Dit vonnis is gewezen door:
mr. A. Hello, voorzitter,
en mrs. M.I. Blagrove en J.L. Luiten, rechters,
in tegenwoordigheid van mr. L. Lobs-Tanzarella, griffier,
en uitgesproken op de openbare terechtzitting op de datum die in de kop van dit vonnis is vermeld.

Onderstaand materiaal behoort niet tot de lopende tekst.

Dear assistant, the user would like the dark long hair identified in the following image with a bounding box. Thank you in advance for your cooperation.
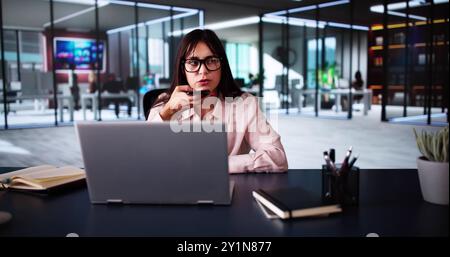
[153,29,242,106]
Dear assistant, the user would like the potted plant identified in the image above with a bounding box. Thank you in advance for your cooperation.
[414,126,449,205]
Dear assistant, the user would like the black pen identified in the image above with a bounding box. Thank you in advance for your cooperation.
[348,154,359,169]
[339,146,353,173]
[323,151,337,175]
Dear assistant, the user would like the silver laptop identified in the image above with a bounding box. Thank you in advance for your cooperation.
[75,122,233,205]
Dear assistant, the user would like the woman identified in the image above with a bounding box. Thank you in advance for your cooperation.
[148,29,288,173]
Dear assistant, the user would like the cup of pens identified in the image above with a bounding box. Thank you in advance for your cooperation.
[322,147,359,206]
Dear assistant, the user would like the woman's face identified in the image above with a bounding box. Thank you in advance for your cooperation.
[184,41,222,92]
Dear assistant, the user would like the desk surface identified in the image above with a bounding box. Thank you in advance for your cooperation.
[0,168,449,236]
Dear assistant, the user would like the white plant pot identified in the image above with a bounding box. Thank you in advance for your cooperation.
[417,157,448,205]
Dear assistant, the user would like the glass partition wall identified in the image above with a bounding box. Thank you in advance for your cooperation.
[376,0,449,125]
[0,0,203,129]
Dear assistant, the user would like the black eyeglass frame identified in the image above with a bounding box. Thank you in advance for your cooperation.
[181,56,223,73]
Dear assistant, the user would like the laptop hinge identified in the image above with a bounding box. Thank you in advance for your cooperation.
[106,199,123,204]
[197,200,214,204]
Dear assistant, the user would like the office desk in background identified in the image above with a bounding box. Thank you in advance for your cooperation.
[81,91,140,120]
[298,88,373,115]
[0,168,449,237]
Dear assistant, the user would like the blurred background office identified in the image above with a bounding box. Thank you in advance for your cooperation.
[0,0,449,168]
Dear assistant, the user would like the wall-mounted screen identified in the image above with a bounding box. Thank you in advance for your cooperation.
[54,37,104,70]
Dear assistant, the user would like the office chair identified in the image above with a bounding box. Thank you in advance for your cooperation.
[143,88,167,119]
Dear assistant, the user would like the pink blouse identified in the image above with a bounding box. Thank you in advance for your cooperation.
[147,93,288,173]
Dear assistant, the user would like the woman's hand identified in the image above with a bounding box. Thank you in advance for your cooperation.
[159,85,193,121]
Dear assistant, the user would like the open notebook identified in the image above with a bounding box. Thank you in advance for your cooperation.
[0,165,86,191]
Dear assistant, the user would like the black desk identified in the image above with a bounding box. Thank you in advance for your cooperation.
[0,168,449,237]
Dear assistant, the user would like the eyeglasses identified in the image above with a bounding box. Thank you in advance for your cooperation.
[183,56,222,72]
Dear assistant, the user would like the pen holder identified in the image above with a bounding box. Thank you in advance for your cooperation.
[322,164,359,206]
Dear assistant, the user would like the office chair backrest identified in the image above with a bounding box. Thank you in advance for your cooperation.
[143,88,167,119]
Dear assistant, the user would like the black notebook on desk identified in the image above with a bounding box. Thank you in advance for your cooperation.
[253,187,342,219]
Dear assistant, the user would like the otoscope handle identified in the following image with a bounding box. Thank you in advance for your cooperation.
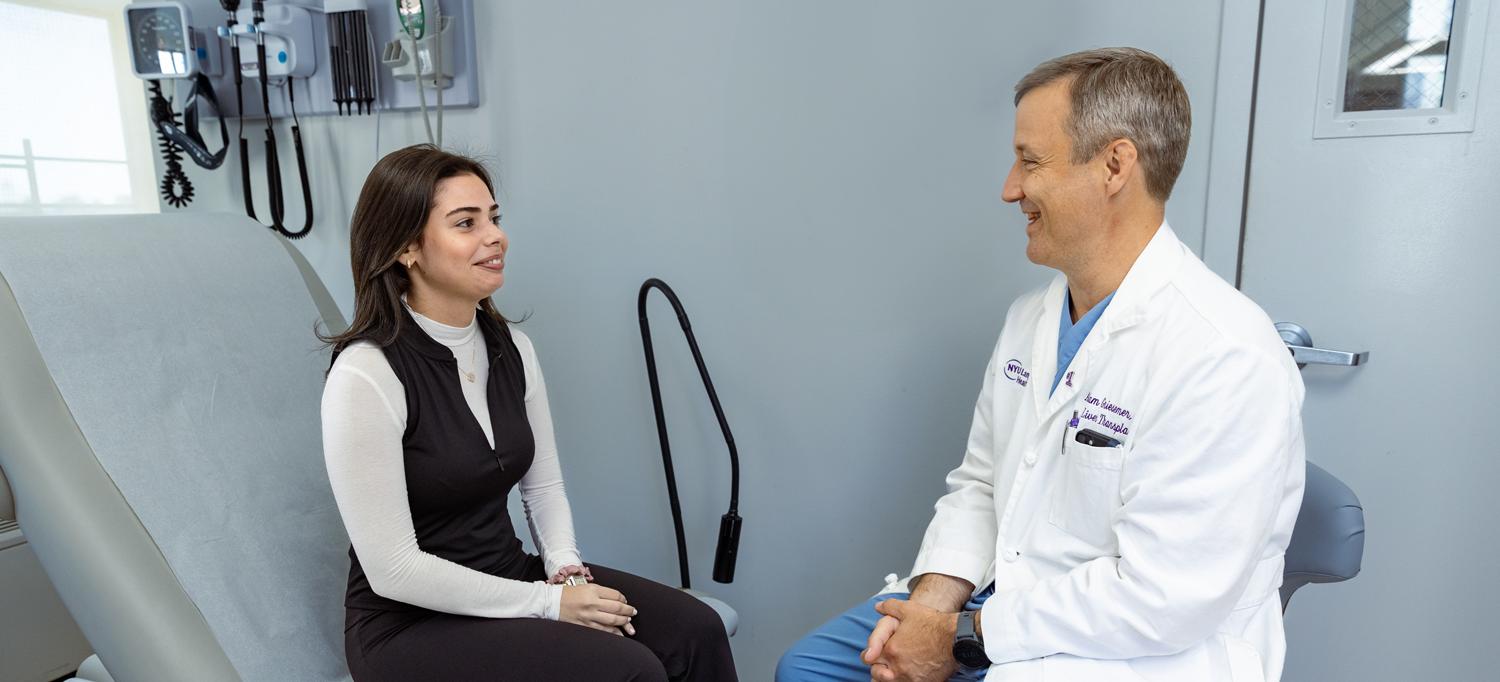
[714,511,744,583]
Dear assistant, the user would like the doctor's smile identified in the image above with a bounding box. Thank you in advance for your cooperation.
[35,0,1476,682]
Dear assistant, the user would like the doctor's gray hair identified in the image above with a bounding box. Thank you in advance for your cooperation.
[1016,48,1193,202]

De oudste rechter en de jongste rechter zijn buiten staat dit vonnis mede te ondertekenen.
Bijlage I
Tekst tenlastelegging
Aan de verdachte wordt ten laste gelegd dat
1.
hij op of omstreeks 27 september 2023 te Rotterdam, althans in Nederland,
tezamen en in vereniging met een of meer anderen, althans alleen,
[slachtoffer]
opzettelijk
van het leven heeft beroofd, door
- meermaals, althans eenmaal, met een scherp en/of puntig voorwerp die [slachtoffer] in (boven)lichaam te steken en/of snijden en/of prikken;
2.
hij op of omstreeks 27 september 2023 te Rotterdam, althans in Nederland,
openlijk, te weten op of nabij de Molièreweg, in elk geval op of aan de openbare weg
en/of op een voor het publiek toegankelijke plaats,
in vereniging
geweld heeft gepleegd tegen een persoon, te weten [slachtoffer] , door
- meermaals, althans eenmaal, die [slachtoffer] met een scherp en/of puntig voorwerp in het (boven)lichaam te steken en/of te snijden en/of te prikken en/of
- meermaals, althans eenmaal, die [slachtoffer] tegen het lichaam te schoppen en/of trappen (terwijl die [slachtoffer] op de grond lag) en/of
- meermaals, althans eenmaal, die [slachtoffer] tegen het lichaam te slaan en/of te stompen (terwijl die [slachtoffer] op de grond lag),
terwijl dit door hem en/of zijn mededader(s) gepleegde geweld de dood van die [slachtoffer] ten gevolge heeft gehad.